The invention from which Henry Bessemer made his first fortune was a series of six steam-powered machines for making bronze powder, used in the manufacture of gold paint. As he relates in his autobiography, he examined the bronze powder made in Nuremberg which was the only place where it was made at the time. He then copied and improved the product and made it capable of being made on a simple production line. It was an early example of reverse engineering where a product is analysed, and then reconstituted. The process was kept a closely guarded secret, with only members of his immediate family having access to the factory. It was a widely used alternative to a patent, and such trade secrets are still used today. The Nuremberg powder, which was made by hand, retailed in London for £5 12s per pound and he eventually reduced the price to half a crown, or about 1/40th.

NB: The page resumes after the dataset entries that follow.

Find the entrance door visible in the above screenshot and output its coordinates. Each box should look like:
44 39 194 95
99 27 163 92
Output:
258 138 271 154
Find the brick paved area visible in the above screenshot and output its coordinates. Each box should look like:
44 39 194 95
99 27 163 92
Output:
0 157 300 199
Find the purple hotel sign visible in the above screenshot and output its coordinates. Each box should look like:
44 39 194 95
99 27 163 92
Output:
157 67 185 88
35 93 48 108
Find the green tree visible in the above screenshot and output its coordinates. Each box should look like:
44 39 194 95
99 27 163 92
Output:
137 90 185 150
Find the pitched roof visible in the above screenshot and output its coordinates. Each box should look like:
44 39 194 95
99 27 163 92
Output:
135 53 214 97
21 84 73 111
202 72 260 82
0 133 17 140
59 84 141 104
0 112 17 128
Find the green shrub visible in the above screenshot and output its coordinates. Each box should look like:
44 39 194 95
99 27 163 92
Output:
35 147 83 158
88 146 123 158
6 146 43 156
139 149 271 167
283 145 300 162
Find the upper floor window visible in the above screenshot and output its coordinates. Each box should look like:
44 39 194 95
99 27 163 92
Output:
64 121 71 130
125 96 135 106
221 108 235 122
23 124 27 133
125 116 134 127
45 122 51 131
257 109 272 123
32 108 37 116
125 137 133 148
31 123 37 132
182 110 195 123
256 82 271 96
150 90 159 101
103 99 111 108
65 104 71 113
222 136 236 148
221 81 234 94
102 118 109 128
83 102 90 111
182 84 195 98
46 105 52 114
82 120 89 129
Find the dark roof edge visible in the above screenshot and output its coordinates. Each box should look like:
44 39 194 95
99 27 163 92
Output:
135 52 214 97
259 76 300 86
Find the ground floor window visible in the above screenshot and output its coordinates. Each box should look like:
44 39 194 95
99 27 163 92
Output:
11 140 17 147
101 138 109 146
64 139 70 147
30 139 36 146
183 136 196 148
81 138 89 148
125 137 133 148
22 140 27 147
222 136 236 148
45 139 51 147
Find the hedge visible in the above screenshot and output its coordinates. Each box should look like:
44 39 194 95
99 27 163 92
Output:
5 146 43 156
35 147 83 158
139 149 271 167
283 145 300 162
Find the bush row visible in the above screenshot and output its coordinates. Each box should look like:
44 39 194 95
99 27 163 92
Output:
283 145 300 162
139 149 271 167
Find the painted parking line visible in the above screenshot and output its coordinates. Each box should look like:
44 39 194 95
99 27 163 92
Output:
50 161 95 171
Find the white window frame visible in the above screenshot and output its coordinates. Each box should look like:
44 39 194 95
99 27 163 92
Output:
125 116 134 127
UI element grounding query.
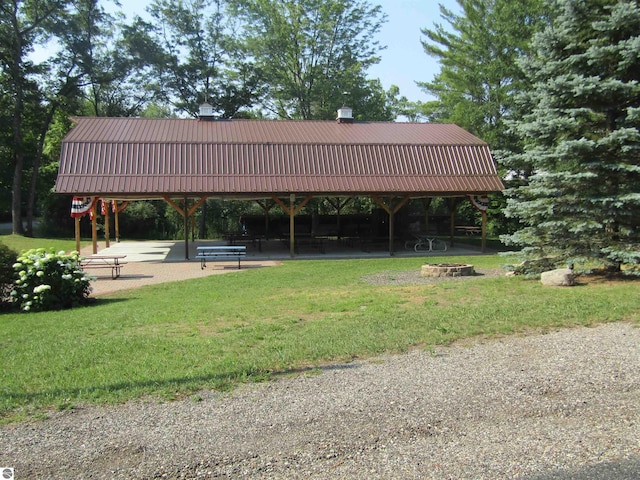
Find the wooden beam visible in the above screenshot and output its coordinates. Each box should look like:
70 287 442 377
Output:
371 195 411 256
74 217 80 253
481 210 487 253
271 193 313 258
91 202 98 255
162 196 186 217
188 196 209 217
104 201 111 248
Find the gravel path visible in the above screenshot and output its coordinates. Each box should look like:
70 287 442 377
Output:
0 323 640 480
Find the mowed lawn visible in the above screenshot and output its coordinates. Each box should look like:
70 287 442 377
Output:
0 246 640 421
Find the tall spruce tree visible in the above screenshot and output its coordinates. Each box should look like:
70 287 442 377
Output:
503 0 640 270
418 0 545 150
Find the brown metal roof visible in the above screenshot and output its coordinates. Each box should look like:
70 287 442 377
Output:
56 118 504 198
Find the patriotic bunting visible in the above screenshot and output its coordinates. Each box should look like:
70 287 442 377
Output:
467 195 490 212
71 197 98 218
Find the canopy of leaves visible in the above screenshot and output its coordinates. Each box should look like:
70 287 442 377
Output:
233 0 390 120
419 0 544 149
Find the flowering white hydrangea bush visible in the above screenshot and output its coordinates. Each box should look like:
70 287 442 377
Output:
11 248 94 312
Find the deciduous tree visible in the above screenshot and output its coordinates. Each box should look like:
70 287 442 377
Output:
233 0 391 120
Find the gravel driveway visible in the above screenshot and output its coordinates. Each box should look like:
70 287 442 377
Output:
0 323 640 480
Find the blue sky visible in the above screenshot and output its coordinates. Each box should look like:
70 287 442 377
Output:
109 0 459 101
369 0 459 101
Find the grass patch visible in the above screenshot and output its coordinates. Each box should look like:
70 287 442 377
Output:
0 249 640 421
0 233 84 254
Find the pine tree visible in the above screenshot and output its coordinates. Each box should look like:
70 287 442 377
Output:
503 0 640 269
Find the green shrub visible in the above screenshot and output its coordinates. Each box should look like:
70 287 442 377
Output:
0 242 18 307
11 248 93 312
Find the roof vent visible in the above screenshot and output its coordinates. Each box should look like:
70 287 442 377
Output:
337 106 353 123
199 103 214 120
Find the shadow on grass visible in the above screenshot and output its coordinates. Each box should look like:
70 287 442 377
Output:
522 457 640 480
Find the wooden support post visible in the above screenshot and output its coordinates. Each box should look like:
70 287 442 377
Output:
289 193 296 258
449 198 457 247
255 200 275 240
182 195 189 260
371 195 411 256
104 202 111 248
481 210 487 253
271 193 313 257
74 217 80 253
113 205 120 243
91 202 98 255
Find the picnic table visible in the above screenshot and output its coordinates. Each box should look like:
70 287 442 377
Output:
456 225 482 235
80 255 127 280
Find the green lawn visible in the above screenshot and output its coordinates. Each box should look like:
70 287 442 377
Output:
0 246 640 421
0 234 84 254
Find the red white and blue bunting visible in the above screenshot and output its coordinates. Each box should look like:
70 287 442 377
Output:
467 195 491 212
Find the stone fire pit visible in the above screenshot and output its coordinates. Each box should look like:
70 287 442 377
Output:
420 263 475 277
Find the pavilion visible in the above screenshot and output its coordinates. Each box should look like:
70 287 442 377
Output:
55 107 504 256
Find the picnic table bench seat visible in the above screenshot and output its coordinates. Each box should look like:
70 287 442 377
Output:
196 245 247 269
80 255 127 280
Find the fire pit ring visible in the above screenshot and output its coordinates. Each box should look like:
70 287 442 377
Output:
420 263 475 277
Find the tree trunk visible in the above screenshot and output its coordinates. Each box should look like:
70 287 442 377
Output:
24 102 57 237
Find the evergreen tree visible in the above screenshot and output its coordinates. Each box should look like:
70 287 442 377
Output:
418 0 544 150
504 0 640 269
231 0 392 120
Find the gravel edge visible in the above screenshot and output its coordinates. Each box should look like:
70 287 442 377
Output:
0 323 640 480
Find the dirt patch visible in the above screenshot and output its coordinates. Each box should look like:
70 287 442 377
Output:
362 268 506 285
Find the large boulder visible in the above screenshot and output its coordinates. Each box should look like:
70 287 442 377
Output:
540 268 575 287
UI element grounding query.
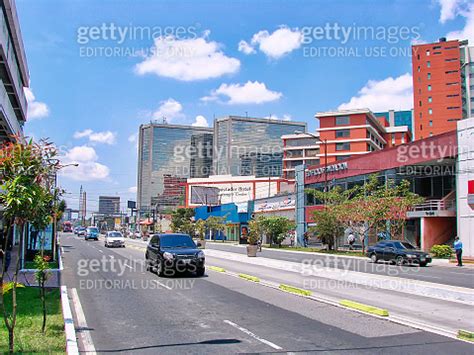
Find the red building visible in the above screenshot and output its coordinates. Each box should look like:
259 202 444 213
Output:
412 38 467 139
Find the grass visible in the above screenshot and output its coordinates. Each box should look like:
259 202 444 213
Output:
264 244 364 256
24 261 59 269
0 287 66 353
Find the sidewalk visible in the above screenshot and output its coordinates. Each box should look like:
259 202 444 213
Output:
0 246 61 287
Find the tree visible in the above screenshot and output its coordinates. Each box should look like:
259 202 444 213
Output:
171 208 194 236
0 137 60 353
206 216 227 240
259 216 295 247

The profits from sale of the paint allowed him to pursue his other inventions.

Bessemer patented a method for making a continuous ribbon of plate glass in 1848, but it was not commercially successful (see his autobiography, chapter 8). However, he gained experience in design of furnaces, which was to be of great use for his new steel-making process.

Honours and legacy

Bessemer was knighted for his contribution to science on 26 June 1879, and in the same year was made a fellow of the Royal Society. He was conferred with Honorary Membership of the Institution of Engineers and Shipbuilders in Scotland in 1891. In 1895, he was elected a Foreign Honorary Member of the American Academy of Arts and Sciences. Sheffield’s Kelham Island Industrial Heritage Museum, maintains an early example of a Bessemer Converter for public viewing. He has also had a Street named after him in the town Hitchin (Bessemer Close) bordering the village of Ickleford in 1995, and has a road named Bessemer Way in Rotherham in his honour. In 2009, the public house "The Fountain" in Sheffield City Centre was renamed "The Bessemer", in homage to Henry Bessemer who had a huge impact on the Steel City’s development. That a man who did so much for industrial development did not receive higher recognition from his own government was a source of deep regret to English engineers, who alluded to the fact that in the United States, where the Bessemer process found much use, eight cities or towns bore his name.